L’ouvrage précité n’est point un cours de Spiritisme ; c’est un exposé sommaire des principes de la science à l’usage des personnes qui désirent en acquérir les premières notions, l’examen des questions de détail et des diverses opinions ne pouvant entrer dans un cadre aussi restreint et ayant un but spécial. Quant à la définition que nous donnons des médiums, elle nous semble parfaitement claire, et c’est par cette définition que nous répondons à la question de M. Brasseur : Qu’est-ce qu’un médium ? Il est possible qu’elle ne réponde pas à son opinion personnelle ; mais, quant à nous, nous n’avons, jusqu’à présent, aucune raison de la modifier.
« M. Allan Kardec ne reconnaît pas le médium inerte. Il parle bien des boîtes, cartons ou planchettes, mais il n’y voit (page 62) que des appendices de la main, dont on aurait reconnu l’inutilité… »
« Entendons-nous. »
« Selon vous, le médium est un intermédiaire entre le monde visible et le monde invisible ; mais est-il absolument nécessaire que cet intermédiaire soit une personne ? Ne suffit-il pas que l’invisible ait à sa disposition un instrument quelconque pour se manifester à nous ? »
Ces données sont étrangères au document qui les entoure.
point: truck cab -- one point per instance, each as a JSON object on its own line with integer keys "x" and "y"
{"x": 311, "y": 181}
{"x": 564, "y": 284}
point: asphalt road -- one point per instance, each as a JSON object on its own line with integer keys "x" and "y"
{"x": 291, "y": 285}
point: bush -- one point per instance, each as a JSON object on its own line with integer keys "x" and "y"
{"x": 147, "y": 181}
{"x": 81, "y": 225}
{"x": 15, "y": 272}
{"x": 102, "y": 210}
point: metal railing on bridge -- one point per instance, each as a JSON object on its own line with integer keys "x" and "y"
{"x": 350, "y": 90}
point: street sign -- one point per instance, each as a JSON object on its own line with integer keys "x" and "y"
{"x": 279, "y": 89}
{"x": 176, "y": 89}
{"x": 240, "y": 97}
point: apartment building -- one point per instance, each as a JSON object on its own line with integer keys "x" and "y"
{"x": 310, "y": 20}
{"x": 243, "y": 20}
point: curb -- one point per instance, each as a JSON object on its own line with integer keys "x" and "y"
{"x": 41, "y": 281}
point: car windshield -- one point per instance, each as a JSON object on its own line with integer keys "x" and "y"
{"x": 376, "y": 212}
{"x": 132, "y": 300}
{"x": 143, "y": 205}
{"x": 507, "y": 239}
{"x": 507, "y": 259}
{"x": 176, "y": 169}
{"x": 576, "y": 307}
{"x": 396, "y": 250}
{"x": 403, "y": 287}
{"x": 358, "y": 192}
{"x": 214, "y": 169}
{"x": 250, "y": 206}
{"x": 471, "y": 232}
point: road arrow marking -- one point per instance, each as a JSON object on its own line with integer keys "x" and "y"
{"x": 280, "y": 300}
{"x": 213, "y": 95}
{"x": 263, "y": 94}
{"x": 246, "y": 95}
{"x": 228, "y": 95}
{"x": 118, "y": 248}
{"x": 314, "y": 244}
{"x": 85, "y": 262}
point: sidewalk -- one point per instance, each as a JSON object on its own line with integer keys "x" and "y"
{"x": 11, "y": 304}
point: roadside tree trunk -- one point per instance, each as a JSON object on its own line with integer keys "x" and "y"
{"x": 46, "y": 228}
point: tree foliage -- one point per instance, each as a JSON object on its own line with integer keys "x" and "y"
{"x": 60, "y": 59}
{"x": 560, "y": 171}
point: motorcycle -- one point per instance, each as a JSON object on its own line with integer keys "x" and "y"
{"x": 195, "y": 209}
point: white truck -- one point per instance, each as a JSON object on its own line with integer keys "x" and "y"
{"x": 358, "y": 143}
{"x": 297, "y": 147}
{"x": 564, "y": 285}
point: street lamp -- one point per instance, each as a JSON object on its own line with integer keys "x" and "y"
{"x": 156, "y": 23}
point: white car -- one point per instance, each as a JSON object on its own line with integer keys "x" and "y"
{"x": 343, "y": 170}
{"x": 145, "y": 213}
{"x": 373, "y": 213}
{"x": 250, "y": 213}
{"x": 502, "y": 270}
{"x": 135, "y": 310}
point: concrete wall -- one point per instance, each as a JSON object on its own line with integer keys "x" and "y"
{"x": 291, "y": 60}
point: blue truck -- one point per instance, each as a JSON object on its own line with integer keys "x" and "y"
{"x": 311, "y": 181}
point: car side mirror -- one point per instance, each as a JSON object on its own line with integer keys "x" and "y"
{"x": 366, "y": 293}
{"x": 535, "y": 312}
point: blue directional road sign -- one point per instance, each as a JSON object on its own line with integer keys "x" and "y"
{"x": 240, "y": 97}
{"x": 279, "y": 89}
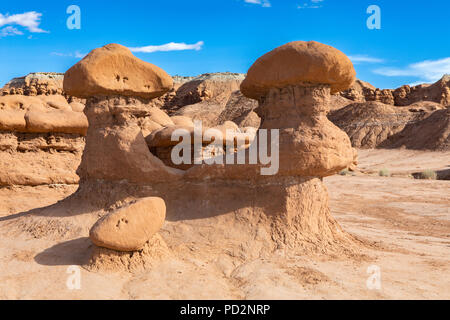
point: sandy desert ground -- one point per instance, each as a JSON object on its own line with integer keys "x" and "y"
{"x": 404, "y": 222}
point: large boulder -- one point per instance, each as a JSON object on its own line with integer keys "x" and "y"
{"x": 130, "y": 227}
{"x": 297, "y": 63}
{"x": 113, "y": 70}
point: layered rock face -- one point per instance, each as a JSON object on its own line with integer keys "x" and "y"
{"x": 438, "y": 92}
{"x": 35, "y": 84}
{"x": 288, "y": 209}
{"x": 291, "y": 206}
{"x": 420, "y": 126}
{"x": 42, "y": 133}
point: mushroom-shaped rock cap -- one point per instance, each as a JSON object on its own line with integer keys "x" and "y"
{"x": 296, "y": 63}
{"x": 113, "y": 70}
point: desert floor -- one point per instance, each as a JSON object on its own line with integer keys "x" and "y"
{"x": 406, "y": 220}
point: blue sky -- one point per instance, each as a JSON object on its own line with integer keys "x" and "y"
{"x": 412, "y": 45}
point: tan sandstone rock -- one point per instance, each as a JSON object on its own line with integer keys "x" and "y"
{"x": 113, "y": 70}
{"x": 130, "y": 227}
{"x": 298, "y": 63}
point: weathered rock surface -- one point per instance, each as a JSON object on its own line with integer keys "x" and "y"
{"x": 438, "y": 92}
{"x": 374, "y": 124}
{"x": 298, "y": 63}
{"x": 40, "y": 83}
{"x": 41, "y": 140}
{"x": 113, "y": 70}
{"x": 130, "y": 227}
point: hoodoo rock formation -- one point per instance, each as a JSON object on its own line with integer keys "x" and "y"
{"x": 250, "y": 214}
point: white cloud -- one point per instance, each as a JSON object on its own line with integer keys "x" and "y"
{"x": 172, "y": 46}
{"x": 10, "y": 31}
{"x": 315, "y": 4}
{"x": 359, "y": 58}
{"x": 30, "y": 20}
{"x": 262, "y": 3}
{"x": 428, "y": 70}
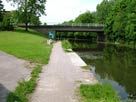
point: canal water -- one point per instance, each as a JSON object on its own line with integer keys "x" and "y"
{"x": 111, "y": 64}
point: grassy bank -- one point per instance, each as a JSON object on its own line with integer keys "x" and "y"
{"x": 30, "y": 46}
{"x": 26, "y": 45}
{"x": 25, "y": 87}
{"x": 98, "y": 93}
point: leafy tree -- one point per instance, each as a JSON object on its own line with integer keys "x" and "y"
{"x": 29, "y": 11}
{"x": 1, "y": 11}
{"x": 86, "y": 17}
{"x": 103, "y": 10}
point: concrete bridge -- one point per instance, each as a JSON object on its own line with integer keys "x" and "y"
{"x": 98, "y": 28}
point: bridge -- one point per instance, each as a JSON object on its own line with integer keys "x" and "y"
{"x": 98, "y": 28}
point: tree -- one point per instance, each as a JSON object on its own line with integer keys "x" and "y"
{"x": 103, "y": 10}
{"x": 1, "y": 11}
{"x": 29, "y": 11}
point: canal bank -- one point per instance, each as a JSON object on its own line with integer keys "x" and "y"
{"x": 111, "y": 64}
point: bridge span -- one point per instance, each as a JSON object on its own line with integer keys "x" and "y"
{"x": 98, "y": 28}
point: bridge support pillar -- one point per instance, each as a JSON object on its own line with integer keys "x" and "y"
{"x": 100, "y": 37}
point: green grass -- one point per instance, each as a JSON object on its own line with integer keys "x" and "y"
{"x": 26, "y": 45}
{"x": 98, "y": 93}
{"x": 24, "y": 88}
{"x": 66, "y": 45}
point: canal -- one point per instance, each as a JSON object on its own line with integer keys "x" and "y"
{"x": 111, "y": 64}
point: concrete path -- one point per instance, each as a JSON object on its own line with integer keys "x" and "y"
{"x": 60, "y": 78}
{"x": 11, "y": 71}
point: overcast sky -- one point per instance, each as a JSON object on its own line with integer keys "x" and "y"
{"x": 58, "y": 11}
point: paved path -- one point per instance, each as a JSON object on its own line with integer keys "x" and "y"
{"x": 60, "y": 78}
{"x": 11, "y": 71}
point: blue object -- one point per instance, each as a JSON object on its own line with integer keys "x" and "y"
{"x": 51, "y": 35}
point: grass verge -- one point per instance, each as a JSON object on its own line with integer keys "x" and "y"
{"x": 98, "y": 93}
{"x": 25, "y": 87}
{"x": 66, "y": 45}
{"x": 26, "y": 45}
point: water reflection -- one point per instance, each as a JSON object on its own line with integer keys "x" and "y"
{"x": 114, "y": 65}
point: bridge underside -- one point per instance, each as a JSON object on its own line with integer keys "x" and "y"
{"x": 59, "y": 28}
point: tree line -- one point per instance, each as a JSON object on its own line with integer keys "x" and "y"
{"x": 28, "y": 12}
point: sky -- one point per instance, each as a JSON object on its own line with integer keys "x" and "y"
{"x": 58, "y": 11}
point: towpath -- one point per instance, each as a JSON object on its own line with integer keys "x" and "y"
{"x": 61, "y": 77}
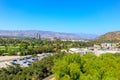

A cela nous répondrons carrément : Non, il ne suffit pas que l’invisible ait à sa disposition un instrument quelconque pour se manifester, car il lui faut le concours fluidique d’une personne, et c’est cette personne qui, pour nous, est le véritable médium. S’il suffisait à l’Esprit d’avoir à sa disposition un instrument quelconque, on verrait des corbeilles ou planchettes écrire toutes seules, ce qui ne s’est jamais vu. L’écriture directe, qui est le fait en apparence le plus indépendant de toute coopération, ne se produit elle-même que sous l’influence de médiums doués d’une aptitude spéciale. Une considération puissante vient corroborer notre opinion. Selon M. Brasseur, l’instrument est la chose principale, la personne est l’accessoire ; selon nous, c’est tout le contraire. S’il en était autrement, pourquoi les planchettes ne marcheraient-elles pas avec le premier venu ? Donc, s’il faut, pour la faire marcher, être doué d’une aptitude spéciale, c’est que le rôle de la personne n’est pas purement passif. C’est pourquoi cette personne est pour nous le véritable médium ; l’instrument n’est, comme nous l’avons dit, qu’un appendice de la main dont on peut se passer ; et cela est si vrai, que toute personne qui écrit avec une planchette peut écrire directement avec la main, sans planchette et même sans crayon, puisqu’elle peut tracer les caractères avec le doigt, tandis que la planchette n’écrit pas sans la personne. Au reste, toutes les variétés de médiums, ainsi que leur rôle actif ou passif, sont amplement développés dans notre Instruction pratique sur les manifestations.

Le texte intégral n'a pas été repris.